A friend of mine talked about data preservation in the internet in a blog post, which I consider to be a good read. Sure, there’s a lot lost, but as he sais in the blog post, that’s mostly gonna be trash content, the good stuff is generally comparatively well archived as people care about it.
That is likely true for a majority of “the good stuff”, but making that determination can be tricky. Let’s consider spam emails. In our daily lives they are useless, unwanted trash. However, it’s hard to know what a future historian might be able to glean from a complete record of all spam in the world over the span of a decade. They could analyze it for social trends, countries of origin, correlation with major global events, the creation and destruction of world governments. Sometimes the garbage of the day becomes a gold mine of source material that new conclusions can be drawn from many decades down the road.
I’m not proposing that we should preserve all that junk, it’s junk, without a doubt. But asking a person today what’s going to be valuable to society tomorrow is not always possible.
I wonder if one of the things that tends to get filtered out in preservation is proportion.

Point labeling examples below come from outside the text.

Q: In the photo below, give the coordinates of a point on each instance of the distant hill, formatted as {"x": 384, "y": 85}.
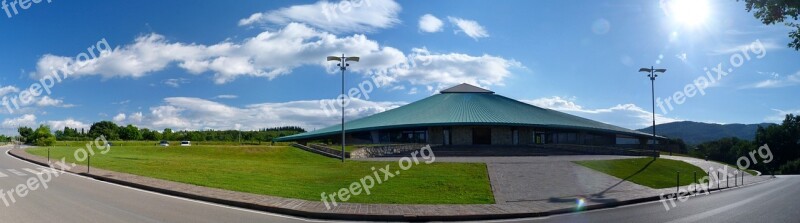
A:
{"x": 698, "y": 132}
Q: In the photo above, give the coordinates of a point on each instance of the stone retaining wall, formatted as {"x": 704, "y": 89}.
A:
{"x": 383, "y": 150}
{"x": 599, "y": 150}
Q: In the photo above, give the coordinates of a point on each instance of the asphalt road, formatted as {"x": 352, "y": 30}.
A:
{"x": 776, "y": 200}
{"x": 72, "y": 198}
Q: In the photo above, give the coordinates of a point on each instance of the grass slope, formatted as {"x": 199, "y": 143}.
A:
{"x": 293, "y": 173}
{"x": 659, "y": 173}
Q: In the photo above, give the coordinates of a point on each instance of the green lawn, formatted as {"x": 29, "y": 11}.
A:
{"x": 660, "y": 173}
{"x": 293, "y": 173}
{"x": 751, "y": 172}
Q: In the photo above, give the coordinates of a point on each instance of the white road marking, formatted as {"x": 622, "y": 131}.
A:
{"x": 16, "y": 172}
{"x": 32, "y": 171}
{"x": 707, "y": 214}
{"x": 182, "y": 198}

When we willfully save things, it may be either representative specimens, or rarities chosen explicitly because they’re rare or “special”. However, in the end, we end up with a sample that no longer represents the original material.
Coin collections disproportionately contain rare dates. Weird and unsuccessful locomotives clutter railway museums. I expect that historians reading email archives in 2250 will see a far lower spam proportion than actually existed.